Confida Enrique Ubieta Goméz agli studenti della Sapienza: “Ho avuto la possibilità di viaggiare con loro, di assistere al loro lavoro e di scrivere un libro su questo. È stata una pietra miliare per l’altra brigata e un’altra tappa fondamentale è stato senza dubbio l’intervento per il Covid-19, un’epidemia che non è ancora finita, che è ancora presente. Cuba ha inviato brigate in 39 Paesi del mondo per aiutare a sradicare il Covid-19 e per la prima volta nella storia sono state inviate brigate nei Paesi del ‘primo mondo’, del ‘G7’, come l’Italia”, dove le due Brigate inviate “sono andate in Lombardia e in Piemonte e hanno prestato servizio in questi luoghi in forma assolutamente gratuita. Né il governo cubano, né i medici e gli infermieri cubani hanno ricevuto un solo centesimo per questo lavoro. E questo pur arrivando in un paese ricco da un paese povero, per giunta vittima di un embargo economico e commerciale imposto dagli Stati Uniti e spinto alle estreme conseguenze dalla presidenza Trump, che ha cercato di soffocarci proprio nel momento in cui cercavamo di essere solidali con gli altri. Questa – ha concluso lo scrittore – è la storia, in sintesi, di questo nostro appoggio internazionalista”.

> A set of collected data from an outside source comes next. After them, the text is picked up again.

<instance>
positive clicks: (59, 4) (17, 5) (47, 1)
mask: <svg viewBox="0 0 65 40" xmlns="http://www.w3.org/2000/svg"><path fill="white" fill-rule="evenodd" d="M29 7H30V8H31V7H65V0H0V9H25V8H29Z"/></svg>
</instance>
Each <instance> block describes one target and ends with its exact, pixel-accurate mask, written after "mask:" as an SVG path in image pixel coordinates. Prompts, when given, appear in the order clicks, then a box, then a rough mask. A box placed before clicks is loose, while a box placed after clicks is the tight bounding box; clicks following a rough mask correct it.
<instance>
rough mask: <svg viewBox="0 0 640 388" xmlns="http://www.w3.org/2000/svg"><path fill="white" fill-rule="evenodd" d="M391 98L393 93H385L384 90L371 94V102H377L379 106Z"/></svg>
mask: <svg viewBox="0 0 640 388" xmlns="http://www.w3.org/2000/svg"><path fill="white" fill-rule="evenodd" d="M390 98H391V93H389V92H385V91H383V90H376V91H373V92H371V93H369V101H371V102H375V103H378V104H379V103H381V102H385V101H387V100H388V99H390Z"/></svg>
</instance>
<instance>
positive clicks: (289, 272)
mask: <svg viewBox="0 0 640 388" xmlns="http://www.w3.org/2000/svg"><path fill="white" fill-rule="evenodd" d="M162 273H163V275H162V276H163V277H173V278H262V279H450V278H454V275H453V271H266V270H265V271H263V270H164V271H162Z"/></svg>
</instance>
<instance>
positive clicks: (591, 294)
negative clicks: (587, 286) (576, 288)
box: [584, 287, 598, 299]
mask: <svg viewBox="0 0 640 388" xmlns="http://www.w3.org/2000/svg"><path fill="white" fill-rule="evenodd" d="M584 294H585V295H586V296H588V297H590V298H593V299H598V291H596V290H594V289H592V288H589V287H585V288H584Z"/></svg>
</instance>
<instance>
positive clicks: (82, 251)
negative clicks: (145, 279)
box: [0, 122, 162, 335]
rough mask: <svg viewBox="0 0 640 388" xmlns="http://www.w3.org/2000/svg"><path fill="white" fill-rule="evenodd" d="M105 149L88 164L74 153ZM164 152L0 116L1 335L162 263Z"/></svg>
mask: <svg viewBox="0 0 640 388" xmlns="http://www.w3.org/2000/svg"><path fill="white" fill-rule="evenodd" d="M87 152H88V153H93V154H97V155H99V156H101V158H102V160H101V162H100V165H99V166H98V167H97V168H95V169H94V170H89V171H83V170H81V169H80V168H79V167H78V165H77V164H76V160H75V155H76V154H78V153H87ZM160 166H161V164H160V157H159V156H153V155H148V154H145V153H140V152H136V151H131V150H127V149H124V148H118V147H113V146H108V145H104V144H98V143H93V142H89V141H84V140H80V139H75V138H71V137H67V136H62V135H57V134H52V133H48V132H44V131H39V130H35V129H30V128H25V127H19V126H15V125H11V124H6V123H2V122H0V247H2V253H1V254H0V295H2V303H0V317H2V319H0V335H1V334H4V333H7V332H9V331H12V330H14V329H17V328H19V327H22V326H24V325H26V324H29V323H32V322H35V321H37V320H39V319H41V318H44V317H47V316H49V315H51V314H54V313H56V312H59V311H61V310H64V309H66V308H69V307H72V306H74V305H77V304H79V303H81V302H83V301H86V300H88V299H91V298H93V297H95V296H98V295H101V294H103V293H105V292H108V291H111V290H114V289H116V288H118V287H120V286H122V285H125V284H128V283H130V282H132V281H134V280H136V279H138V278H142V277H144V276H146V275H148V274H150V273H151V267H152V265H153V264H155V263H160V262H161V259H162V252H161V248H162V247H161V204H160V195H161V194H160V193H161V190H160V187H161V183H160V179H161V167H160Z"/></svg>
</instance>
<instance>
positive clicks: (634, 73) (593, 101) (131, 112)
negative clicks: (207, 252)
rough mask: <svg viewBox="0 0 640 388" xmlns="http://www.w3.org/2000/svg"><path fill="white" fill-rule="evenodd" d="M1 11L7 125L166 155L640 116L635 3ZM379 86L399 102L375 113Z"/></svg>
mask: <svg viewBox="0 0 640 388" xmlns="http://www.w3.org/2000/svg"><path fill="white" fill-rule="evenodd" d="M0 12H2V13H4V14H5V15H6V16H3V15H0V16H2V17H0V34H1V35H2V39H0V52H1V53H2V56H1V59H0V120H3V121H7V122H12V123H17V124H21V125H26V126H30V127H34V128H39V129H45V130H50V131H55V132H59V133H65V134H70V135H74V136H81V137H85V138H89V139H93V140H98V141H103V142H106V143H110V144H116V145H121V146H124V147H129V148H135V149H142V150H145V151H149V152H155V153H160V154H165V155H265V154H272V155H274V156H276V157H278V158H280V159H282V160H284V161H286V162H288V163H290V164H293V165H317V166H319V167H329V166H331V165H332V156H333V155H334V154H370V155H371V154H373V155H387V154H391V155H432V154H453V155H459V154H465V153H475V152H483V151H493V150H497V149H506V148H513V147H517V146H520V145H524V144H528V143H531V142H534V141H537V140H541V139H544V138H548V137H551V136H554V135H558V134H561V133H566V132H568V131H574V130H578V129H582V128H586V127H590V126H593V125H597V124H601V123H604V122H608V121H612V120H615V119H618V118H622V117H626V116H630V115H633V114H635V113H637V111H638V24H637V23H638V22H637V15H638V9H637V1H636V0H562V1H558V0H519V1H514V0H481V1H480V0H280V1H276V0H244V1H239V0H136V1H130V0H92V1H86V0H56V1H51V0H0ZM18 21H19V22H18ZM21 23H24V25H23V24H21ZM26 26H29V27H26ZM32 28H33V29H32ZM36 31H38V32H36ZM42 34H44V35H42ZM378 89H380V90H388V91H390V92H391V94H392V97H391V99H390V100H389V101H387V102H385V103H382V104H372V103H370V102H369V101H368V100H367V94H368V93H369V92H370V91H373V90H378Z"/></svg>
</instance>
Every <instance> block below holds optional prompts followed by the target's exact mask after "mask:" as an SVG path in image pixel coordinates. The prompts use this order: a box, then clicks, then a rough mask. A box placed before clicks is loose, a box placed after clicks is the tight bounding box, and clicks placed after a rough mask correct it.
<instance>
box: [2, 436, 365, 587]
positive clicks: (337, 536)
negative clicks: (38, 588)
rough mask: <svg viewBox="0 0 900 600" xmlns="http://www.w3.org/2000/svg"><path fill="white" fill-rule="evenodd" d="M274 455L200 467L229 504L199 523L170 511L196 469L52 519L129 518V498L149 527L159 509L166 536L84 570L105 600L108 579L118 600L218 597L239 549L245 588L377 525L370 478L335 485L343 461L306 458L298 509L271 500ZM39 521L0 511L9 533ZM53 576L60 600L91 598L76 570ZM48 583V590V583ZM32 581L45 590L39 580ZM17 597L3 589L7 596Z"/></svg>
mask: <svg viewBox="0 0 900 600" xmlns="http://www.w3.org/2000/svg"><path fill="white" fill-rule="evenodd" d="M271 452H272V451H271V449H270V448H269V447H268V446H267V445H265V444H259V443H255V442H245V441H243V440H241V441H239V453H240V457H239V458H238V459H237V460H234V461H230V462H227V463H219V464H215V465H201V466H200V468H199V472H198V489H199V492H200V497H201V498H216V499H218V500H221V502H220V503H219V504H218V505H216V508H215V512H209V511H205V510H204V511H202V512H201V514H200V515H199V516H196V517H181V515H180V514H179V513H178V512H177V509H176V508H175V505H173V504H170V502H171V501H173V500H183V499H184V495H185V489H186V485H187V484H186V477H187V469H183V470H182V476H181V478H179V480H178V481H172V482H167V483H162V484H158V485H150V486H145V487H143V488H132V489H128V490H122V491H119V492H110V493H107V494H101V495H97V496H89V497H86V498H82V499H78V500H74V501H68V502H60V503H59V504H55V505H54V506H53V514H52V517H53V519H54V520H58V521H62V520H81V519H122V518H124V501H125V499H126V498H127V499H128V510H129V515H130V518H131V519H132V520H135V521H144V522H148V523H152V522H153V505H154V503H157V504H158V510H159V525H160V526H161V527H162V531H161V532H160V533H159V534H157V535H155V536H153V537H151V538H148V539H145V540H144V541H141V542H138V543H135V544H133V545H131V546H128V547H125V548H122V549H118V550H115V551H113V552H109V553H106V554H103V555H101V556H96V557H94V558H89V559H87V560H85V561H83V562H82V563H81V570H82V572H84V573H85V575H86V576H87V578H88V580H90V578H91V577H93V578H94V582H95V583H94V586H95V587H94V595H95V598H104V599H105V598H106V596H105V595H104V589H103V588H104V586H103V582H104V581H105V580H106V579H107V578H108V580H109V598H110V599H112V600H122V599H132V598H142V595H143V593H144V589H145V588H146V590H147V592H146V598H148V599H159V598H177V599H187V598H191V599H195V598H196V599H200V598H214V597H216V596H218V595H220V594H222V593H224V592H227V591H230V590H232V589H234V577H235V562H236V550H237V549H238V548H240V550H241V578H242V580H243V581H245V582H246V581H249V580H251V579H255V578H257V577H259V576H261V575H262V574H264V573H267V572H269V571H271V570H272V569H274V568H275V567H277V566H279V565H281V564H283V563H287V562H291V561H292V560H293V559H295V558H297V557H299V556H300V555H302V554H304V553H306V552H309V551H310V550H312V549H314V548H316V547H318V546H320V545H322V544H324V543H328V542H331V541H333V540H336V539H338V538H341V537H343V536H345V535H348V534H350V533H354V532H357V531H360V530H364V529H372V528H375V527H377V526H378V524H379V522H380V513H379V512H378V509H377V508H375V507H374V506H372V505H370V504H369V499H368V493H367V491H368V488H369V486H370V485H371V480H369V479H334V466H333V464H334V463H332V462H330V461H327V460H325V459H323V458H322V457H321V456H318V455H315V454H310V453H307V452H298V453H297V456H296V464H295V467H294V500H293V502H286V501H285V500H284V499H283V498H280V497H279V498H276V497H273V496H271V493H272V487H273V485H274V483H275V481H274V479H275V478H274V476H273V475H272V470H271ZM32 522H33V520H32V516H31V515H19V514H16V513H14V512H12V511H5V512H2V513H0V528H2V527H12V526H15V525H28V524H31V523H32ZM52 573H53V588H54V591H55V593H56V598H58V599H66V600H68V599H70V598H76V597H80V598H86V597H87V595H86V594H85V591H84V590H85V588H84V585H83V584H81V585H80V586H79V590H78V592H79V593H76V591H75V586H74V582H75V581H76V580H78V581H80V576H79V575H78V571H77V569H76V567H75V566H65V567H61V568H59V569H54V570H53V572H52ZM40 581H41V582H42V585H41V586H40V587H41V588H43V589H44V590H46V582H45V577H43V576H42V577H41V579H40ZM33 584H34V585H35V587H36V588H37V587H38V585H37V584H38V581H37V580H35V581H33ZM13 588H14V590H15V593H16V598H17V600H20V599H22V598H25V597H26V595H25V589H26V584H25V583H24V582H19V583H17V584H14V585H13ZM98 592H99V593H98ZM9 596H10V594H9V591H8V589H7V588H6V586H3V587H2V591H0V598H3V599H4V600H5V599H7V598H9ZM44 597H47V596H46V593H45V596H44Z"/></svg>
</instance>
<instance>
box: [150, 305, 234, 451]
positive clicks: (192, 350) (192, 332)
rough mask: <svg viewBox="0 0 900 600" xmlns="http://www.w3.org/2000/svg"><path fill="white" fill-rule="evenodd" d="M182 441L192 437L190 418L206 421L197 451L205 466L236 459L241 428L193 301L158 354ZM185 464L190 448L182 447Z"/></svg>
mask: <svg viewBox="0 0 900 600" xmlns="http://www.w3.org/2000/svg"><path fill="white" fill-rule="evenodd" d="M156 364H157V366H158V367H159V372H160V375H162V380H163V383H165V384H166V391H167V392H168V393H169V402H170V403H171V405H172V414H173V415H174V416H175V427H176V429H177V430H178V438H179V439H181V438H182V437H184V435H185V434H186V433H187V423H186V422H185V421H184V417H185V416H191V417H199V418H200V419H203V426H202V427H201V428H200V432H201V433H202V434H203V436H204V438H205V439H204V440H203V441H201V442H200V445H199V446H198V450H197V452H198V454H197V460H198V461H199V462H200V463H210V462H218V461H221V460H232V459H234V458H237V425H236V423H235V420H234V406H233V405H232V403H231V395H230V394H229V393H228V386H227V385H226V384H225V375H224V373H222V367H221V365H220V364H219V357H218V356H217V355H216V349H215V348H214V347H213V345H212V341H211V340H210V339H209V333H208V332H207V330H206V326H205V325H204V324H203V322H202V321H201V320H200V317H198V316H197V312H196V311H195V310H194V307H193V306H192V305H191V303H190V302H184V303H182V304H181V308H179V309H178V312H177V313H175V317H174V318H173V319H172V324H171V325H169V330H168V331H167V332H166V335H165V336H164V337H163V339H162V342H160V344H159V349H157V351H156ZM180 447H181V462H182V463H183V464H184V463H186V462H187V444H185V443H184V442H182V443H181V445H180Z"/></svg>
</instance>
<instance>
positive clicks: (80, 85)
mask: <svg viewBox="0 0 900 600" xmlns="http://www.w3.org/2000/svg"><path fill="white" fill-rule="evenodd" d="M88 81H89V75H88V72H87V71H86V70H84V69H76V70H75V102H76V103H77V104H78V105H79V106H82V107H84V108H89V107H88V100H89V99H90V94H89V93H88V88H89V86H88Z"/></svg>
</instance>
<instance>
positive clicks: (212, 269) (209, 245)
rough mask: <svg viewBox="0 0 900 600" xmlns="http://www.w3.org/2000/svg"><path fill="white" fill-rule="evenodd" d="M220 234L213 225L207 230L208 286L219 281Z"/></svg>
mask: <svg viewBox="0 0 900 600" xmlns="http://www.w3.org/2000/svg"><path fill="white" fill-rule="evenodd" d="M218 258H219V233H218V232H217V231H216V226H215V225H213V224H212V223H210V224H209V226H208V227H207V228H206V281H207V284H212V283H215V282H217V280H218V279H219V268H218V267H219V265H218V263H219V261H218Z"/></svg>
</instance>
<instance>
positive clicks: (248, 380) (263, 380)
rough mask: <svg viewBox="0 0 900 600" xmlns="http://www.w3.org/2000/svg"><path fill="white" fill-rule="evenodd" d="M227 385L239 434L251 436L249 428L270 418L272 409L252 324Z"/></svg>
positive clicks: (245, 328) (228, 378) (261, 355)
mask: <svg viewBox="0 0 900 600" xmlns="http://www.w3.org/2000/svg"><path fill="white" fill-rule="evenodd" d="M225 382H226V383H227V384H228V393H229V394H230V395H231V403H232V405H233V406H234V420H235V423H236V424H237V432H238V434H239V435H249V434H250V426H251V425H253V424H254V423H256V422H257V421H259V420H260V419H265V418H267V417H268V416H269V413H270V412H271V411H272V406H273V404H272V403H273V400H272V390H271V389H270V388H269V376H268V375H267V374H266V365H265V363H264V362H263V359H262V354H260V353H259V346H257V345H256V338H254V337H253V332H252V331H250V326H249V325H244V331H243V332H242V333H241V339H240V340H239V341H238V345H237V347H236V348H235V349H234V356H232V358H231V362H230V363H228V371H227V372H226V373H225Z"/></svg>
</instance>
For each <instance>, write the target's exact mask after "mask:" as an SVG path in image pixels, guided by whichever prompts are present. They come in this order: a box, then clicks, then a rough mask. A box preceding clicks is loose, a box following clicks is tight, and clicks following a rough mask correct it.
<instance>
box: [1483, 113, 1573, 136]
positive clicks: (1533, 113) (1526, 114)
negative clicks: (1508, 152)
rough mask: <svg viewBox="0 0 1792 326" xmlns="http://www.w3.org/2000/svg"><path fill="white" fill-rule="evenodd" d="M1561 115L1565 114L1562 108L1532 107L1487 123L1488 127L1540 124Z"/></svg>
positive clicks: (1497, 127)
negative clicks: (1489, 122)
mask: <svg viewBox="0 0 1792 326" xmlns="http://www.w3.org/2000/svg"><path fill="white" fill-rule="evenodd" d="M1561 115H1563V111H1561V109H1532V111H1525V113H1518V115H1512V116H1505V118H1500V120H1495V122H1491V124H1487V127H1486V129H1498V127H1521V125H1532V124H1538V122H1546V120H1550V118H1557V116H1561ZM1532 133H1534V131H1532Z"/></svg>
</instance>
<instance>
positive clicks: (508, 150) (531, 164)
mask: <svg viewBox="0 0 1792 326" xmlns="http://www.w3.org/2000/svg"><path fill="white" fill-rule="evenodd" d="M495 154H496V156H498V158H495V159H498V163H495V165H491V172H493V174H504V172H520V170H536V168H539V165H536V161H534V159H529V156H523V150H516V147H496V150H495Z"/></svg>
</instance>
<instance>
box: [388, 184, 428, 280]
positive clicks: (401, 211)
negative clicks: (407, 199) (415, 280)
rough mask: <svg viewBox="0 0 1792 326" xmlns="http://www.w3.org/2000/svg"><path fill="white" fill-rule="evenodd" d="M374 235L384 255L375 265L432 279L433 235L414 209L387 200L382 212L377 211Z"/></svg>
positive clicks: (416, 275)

Al seminario promosso dal professor Vasapollo si è parlato anche della disinformazione sistematica su Cuba con il contributo della giornalista Daynet Rodriguez che dirige il portale Cuba Sì che contro le fabbriche delle fake news è impegnato. Il saluto dell’Ambasciata Cubana è stato portato da Yadira Trujillo e quello della Sapienza dal professor Fernando Martinez, presidente del corso di laurea in Scienze del Turismo.